Resmi Melantai, Saham PJHB Langsung Terbang 24,8%

Pada tanggal 6 November 2025, PT Pelayaran Jaya Hidup Baru Tbk (PJHB) resmi melantai di Bursa Efek Indonesia (BEI) sebagai emiten ke-24 di tahun 2025. Dalam proses penawaran umum perdana saham (IPO), PJHB berhasil melepas sebanyak 480 juta saham baru atau sebesar 25% dari modal ditempatkan dan disetor penuh. Harga penawaran saham ini ditetapkan pada Rp 330 per saham, yang berada di batas atas rentang harga penawaran awal sebesar Rp 310 hingga Rp 330 per saham.

Antusiasme investor terhadap saham PJHB terlihat dari oversubscription yang mencapai 267 kali selama proses IPO, mencerminkan kepercayaan tinggi dari masyarakat terhadap prospek usaha perusahaan. Dana segar yang berhasil dihimpun dari IPO ini mencapai sekitar Rp 158,4 miliar.

Pada hari pertama pencatatan saham di BEI, harga saham PJHB langsung melejit dan mengalami kenaikan sebesar 24,85%, melonjak dari harga penawaran Rp 330 menjadi Rp 412 per saham, sehingga saham PJHB langsung menyentuh batas auto rejection atas (ARA). Lonjakan ini menandakan sambutan positif pasar terhadap keterlibatan PJHB di sektor pelayaran berbasis di Samarinda, Kalimantan Timur.

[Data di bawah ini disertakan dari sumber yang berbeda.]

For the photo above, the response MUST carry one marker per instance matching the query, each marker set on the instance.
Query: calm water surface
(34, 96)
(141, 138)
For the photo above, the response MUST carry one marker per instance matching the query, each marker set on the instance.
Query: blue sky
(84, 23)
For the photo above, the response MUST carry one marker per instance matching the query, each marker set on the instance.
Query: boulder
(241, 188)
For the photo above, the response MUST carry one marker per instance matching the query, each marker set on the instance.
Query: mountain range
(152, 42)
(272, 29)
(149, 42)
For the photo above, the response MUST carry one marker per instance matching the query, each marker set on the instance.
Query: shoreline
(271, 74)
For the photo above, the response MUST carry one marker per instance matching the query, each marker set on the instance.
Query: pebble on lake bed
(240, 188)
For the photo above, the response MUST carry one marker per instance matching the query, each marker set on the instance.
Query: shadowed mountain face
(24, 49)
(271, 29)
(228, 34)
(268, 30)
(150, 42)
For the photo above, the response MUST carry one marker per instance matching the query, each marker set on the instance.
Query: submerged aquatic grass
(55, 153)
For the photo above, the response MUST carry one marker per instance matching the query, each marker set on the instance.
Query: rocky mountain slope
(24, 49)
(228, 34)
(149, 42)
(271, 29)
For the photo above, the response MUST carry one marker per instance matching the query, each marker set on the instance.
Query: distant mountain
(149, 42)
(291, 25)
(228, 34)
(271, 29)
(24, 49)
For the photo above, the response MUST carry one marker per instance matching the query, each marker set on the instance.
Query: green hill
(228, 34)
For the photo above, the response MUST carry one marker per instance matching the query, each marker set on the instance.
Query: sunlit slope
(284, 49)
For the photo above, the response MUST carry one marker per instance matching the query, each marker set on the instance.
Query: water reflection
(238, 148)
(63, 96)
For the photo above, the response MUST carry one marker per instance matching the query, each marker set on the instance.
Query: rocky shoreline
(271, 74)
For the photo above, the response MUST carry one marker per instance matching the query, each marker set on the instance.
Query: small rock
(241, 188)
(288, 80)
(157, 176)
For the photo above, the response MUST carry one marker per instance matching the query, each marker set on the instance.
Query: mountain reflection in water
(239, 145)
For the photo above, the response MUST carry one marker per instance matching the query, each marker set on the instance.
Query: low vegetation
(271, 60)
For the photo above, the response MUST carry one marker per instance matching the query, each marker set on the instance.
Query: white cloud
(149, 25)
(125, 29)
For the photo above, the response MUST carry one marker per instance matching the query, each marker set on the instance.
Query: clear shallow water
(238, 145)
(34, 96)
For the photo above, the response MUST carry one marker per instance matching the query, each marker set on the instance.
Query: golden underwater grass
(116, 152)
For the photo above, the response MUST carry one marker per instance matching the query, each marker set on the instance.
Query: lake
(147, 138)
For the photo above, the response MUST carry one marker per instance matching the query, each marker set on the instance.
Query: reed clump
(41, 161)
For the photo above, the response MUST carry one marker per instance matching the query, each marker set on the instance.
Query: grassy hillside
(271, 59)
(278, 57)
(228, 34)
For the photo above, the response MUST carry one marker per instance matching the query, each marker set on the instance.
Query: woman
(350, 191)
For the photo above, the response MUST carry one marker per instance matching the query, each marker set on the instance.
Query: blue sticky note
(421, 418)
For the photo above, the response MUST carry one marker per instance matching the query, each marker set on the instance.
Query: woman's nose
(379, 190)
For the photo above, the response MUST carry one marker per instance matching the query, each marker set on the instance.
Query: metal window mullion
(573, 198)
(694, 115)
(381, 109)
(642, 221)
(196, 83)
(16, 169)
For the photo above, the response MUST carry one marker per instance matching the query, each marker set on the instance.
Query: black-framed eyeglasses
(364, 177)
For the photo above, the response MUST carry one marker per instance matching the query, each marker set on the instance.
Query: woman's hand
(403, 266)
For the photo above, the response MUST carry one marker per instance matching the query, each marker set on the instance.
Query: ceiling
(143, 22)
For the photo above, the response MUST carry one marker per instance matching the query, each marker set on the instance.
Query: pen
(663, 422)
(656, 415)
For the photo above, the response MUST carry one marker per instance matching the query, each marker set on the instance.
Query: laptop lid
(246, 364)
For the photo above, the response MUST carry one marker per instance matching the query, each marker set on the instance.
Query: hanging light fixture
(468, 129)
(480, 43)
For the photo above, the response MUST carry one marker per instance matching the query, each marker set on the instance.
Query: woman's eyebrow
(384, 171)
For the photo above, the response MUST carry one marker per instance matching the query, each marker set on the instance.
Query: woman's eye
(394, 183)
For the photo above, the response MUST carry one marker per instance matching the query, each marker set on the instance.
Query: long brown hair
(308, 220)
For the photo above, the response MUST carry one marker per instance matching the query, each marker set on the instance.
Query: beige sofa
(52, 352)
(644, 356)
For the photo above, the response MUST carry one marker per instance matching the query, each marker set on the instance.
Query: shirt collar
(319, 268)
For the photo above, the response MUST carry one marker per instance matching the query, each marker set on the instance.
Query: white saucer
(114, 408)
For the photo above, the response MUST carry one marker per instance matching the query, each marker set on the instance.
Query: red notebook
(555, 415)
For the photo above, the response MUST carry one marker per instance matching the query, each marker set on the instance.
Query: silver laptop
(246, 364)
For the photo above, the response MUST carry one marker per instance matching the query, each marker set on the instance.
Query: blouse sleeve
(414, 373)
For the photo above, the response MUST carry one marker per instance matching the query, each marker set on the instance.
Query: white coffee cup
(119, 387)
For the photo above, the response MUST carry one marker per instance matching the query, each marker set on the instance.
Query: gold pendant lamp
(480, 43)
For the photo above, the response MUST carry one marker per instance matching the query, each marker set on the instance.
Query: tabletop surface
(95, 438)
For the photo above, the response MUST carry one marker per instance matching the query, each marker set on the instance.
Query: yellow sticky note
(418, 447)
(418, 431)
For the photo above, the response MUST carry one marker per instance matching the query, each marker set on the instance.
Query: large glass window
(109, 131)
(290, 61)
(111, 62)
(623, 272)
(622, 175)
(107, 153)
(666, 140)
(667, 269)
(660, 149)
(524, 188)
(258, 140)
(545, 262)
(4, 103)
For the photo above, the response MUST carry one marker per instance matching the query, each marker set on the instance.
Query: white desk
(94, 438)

Komisaris Utama PJHB, Hero Gozali, menyatakan optimisme bahwa dana yang diperoleh dari IPO akan digunakan untuk memperluas kapasitas usaha, termasuk penambahan armada baru serta peningkatan efisiensi pelayaran agar dapat menjangkau lebih banyak wilayah industri di Indonesia.

Selain saham, PJHB juga menerbitkan 240 juta Waran Seri I secara cuma-cuma kepada investor baru dengan rasio dua saham baru mendapatkan satu waran. Waran tersebut dapat ditebus menjadi saham baru pada harga pelaksanaan Rp 330 per saham dalam periode 4 Mei hingga 4 November 2026. Jika seluruh waran direalisasikan, PJHB berpotensi menambah modal hingga Rp 79,2 miliar.

Dengan kapitalisasi pasar mencapai Rp 633,6 miliar berdasarkan harga pembukaan, PJHB menunjukkan potensi positif ke depan sebagai pemain baru di pasar modal Indonesia dan sektor pelayaran nasional.